24 It is necessary to proceed with three observations about the manner in which this appeal was argued. First, it was argued on the basis that s 41(5) of the Bankruptcy Act is the source by which a bankruptcy notice might be set aside for misstatements. Section 41(5) is not the source of the power to set aside bankruptcy notices for misdescription. In Re Walsh (1982) 65 FLR 87, 91-92 Lockhart J said, in relation to ss 41(5) and (6) of the Bankruptcy Act:
These subsections are taken from s. 53 of the Bankruptcy Act 1924 which in turn was reproduced from the English Bankruptcy Act, 1914 and its predecessor the Bankruptcy and Deeds of Arrangement Act, 1913. It has been said that these provisions were enacted to overcome the judgment in Re A Debtor, 478 of 1908. Plainly enough, as long ago as 1913 the predecessors of s. 41 (5) and (6) were intended to ensure that, when courts would otherwise hold bankruptcy notices invalid on the ground of overstatement of the amount due, the consequence of invalidity was not to follow unless the debtor gave the requisite notice under s. 41 (5) or its then equivalent.

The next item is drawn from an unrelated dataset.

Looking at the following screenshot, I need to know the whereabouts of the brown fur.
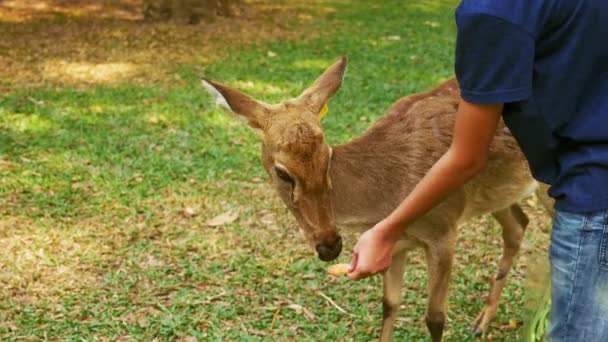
[204,58,535,341]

They are ameliorating provisions. They do not either in terms or in substance themselves invalidate anything. They save some bankruptcy notices from what otherwise would be invalidity, but the subsections are not based on an assumption that overstatement necessarily leads in every case to invalidity of the bankruptcy notice.
This was endorsed by Gummow J in Olivieri v Stafford (1989) 24 FCR 413, 428.

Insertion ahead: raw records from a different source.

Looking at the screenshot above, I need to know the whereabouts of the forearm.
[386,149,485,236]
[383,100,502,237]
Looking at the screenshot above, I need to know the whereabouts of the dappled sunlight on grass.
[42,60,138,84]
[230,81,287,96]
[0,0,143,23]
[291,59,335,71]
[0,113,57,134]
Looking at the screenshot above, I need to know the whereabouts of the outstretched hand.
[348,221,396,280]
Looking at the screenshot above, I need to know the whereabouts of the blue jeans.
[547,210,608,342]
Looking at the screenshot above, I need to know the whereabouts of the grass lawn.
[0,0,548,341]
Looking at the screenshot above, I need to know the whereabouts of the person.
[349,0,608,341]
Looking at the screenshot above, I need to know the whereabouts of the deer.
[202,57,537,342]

25 Secondly, despite various of Dr Nugawela's submissions it is important to reiterate that the date at which the amount in the bankruptcy notice is determined to be excessive or not is the date of issue of the notice: Walsh v Deputy Commissioner of Taxation [1984] HCA 33; (1984) 156 CLR 337. In that case, Gibbs CJ said (at 340; Mason, Brennan, Deane and Dawson JJ agreeing):
In form the notice speaks as at the date which it bears, that is the date of its issue, and although service is essential to make non-compliance an act of bankruptcy, and although the time fixed for compliance runs from the date of service, the notice must be understood as speaking as at the date of its issue and the requirements of the notice, for the purposes of s. 40(1)(g) of the Bankruptcy Act, must be ascertained in that context. This reinforces the view that the amount which must be correctly stated is the amount of the judgment debt owing at the date of issue.

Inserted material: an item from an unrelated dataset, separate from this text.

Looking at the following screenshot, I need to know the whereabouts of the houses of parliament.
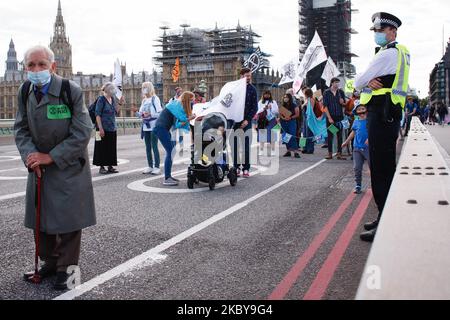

26 Thirdly, the Commissioner did not dispute on this appeal that it was possible to "go behind" the judgment of Kenneth Martin J and the orders made against Dr Nugawela. As Fullagar J said in Corney v Brien [1951] HCA 31; (1951) 84 CLR 343, 353-354, although a judgment at law for a sum of money creates an obligation of its own force, it has "been well settled for very many years that in a court having jurisdiction in bankruptcy a judgment has no such conclusive effect. The court will in many cases, as it is commonly said, 'go behind' the judgment and inquire into the existence of the debt upon which it is said to be founded".
27 The grounds of appeal concerning a failure to "go behind" the summary judgment orders of Kenneth Martin J fail because there is nothing in the submissions before us that causes us to doubt the correctness of the orders of Martin J.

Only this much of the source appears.